Reader, one of my favourite authors/poets died today-the wonderful Maya Angelou who wrote 'I Know Why The Caged Bird Sings' and 'Gather Together In My Name'. Recently, another favourite (although entirely different) author passed, Sue Townsend who penned the hysterical Adrian Mole series (as well as The Woman Who Went To Bed For A Year and the brilliant play Bazaar and Rummage). These deaths have made me think a bit about how important books have been to me in my lifetime.
When I say important, I feel like I'm not giving books enough credit. See, when I was a kid, I didn't have many friends. In fact, I got bullied, pretty severely. I learned to read really young (by about 8 years old I was reading books written for young teens quicker than most 15 year olds) and it became a massive form of escapism for me. I may have had to put up with insults and violence, but I could hide in a corner and become Anne Shirley (of Green Gables) or Matilda or Nancy Drew and have adventures in my mind for a few hours.
Before I even left primary school, I had finished all of the books in the school library and within a year of going to high school I'd also chomped my way through all the 'young adult' books in my local library too-so my mum started giving me her books, with the instruction that if I didn't understand any parts of them, to come and ask and we'd talk about them. My mum was pretty liberal, so she let me read books with more mature themes-Daphne Du Maurier, Sue Townsend and Maya Angelou found their way to me and I would sit for hours transfixed by the stories. They taught me how to deal with bullies (by being kind back-it confuses them-and then living a life that makes you happy), what it might feel like to fall in love before I'd even really met any boys, how as a woman you have to know yourself, because the world will try telling you who you are from when you first sprout hips and breasts, that the best heroines have to go through a ton of difficult stuff before they get their rewards, that freckles are not a bad thing, that gumbo tastes wonderful and that porridge can either be the worst thing in the world or the best depending on how it's described, that men who have silver tongues rarely have golden hearts and that love is the most important thing in the world.
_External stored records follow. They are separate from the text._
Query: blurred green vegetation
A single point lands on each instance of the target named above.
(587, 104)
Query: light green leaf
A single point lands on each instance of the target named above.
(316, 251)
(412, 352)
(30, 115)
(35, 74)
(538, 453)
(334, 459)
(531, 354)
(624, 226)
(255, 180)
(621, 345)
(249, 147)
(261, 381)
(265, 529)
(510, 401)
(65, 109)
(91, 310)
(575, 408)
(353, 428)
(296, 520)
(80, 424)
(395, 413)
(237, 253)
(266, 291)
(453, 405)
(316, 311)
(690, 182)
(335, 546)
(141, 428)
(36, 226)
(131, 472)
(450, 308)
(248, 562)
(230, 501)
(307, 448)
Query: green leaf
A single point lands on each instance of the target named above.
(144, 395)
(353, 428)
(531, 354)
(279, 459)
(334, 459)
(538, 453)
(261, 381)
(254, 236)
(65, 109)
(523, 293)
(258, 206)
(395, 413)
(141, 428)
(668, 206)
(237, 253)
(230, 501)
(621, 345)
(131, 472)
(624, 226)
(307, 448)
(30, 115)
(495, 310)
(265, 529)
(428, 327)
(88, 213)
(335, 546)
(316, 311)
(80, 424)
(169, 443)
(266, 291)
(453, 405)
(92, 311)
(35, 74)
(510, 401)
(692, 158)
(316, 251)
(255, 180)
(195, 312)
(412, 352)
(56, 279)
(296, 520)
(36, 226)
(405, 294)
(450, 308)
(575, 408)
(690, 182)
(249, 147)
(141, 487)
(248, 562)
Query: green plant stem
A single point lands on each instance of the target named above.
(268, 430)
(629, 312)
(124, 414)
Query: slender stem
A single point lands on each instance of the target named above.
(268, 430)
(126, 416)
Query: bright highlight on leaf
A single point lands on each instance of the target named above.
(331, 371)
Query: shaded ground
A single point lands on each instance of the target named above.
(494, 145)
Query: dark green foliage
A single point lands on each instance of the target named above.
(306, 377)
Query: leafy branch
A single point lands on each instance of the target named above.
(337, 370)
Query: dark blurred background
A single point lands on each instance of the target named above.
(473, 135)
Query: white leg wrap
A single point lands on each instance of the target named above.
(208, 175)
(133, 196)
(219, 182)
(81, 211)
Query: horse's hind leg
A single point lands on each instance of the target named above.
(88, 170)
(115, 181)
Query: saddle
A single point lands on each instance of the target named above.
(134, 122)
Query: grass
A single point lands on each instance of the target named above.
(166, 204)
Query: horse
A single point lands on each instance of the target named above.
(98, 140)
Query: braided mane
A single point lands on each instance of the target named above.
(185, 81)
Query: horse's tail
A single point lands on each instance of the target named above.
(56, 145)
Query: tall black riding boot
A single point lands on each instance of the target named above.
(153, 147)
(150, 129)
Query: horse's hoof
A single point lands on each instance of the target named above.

Having a well stocked book case in the home is essential for kids. I learnt more about sex (and the consequences of having it) from books than I ever did from sex-ed classes. I also learned about the darker side of humanity-when my friends wanted me to lie to their parents about where they were when they were off with boys they didn't really know, I wouldn't do it, because I'd read tales where things had gone horribly wrong. I was a super safe teenager, because I knew exactly what could happen from all the crime books I'd read. I could explain a number of philosophical and psychological ideas from what I'd read and had a much greater understanding of the greater world than most teens of the same age. Whenever I had a problem, there was a book I could go to that would give me someone else's experience. My life had been lived by a million characters and they were all waiting on my shelf to give me advice.